- The Dow Jones closed at a record high this week with rising sentiment.
- Earnings have not grown in tandem with the stock market and it has fund managers worried.
- Analysts increasingly predict a sharp pullback in the first half of 2020.
The Dow Jones Industrial Average (DJIA) closed at a record high at 28,645 this week, fueled by high liquidity and strong performance from FAANG stocks. Yet, fund managers are concerned earnings growth is not proportional to the market’s rally.
The U.S. stock market is up nearly 30% year-to-date. During the same period, earnings only rose by 3% since January.
Low earnings present a risk to the Dow Jones
Earnings growth in the first and second quarter of 2020 are expected to range from 5% to 6%., according to financial research firm FactSet.
The company said:
Looking ahead, analysts see a decline in earnings in the fourth quarter followed by 5% to 6% earnings growth for Q1 2020 and Q2 2020. The forward 12-month P/E ratio is 17.5, which is above the 5-year average and above the 10-year average.

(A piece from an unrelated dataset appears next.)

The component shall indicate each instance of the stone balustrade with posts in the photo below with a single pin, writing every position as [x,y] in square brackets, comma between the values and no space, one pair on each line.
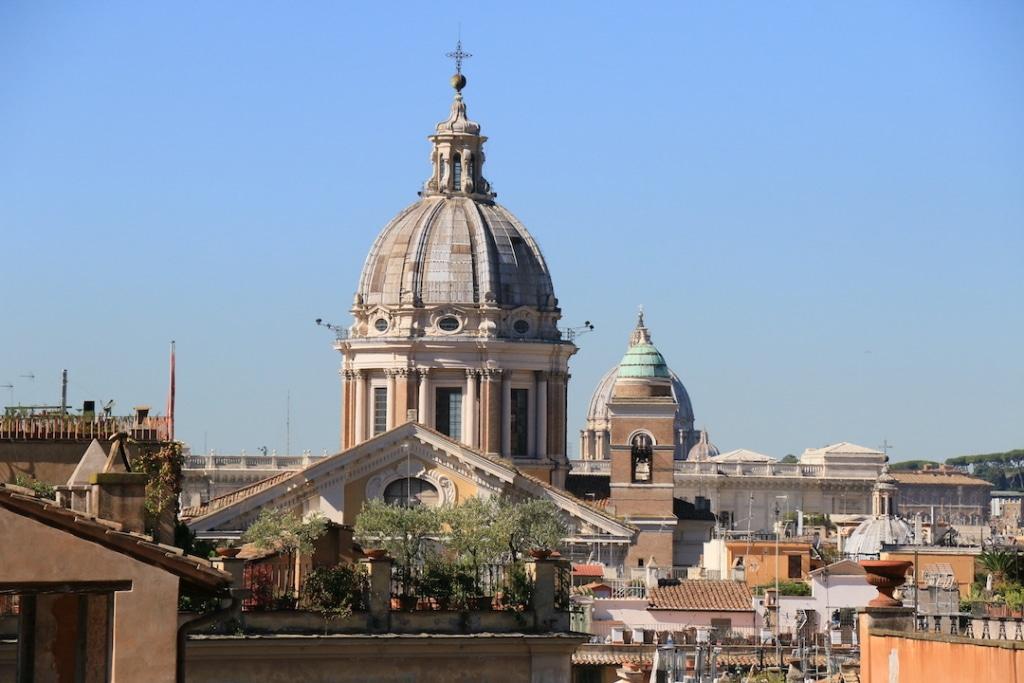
[380,611]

Considering the substantial increase in the valuations of major U.S. conglomerates such as Apple and Microsoft, the anticipated earnings growth rate remains low.
One high profile fund manager sees 15% drop in 2020
On CNBC’s Trading Nation, Cresset Capital chief investment officer Jack Ablin said that current valuations are stretched. As a result, the U.S. stock market could see a 15% drop in the first half of 2020.
One variable for the Dow Jones heading into 2020 is the Federal Reserve. If the Fed lowers interest rates at any point in 2020, it’s likely to prevent stocks from seeing an anticipated downturn, said Ablin.
Even then, he struggles to see specific catalysts to act as a further boost for the Dow Jones.
The robust U.S. economy, put together with a record low unemployment rate and relaxed financial conditions, could be another variable that helps the stock market prevent a major correction at the start of next year.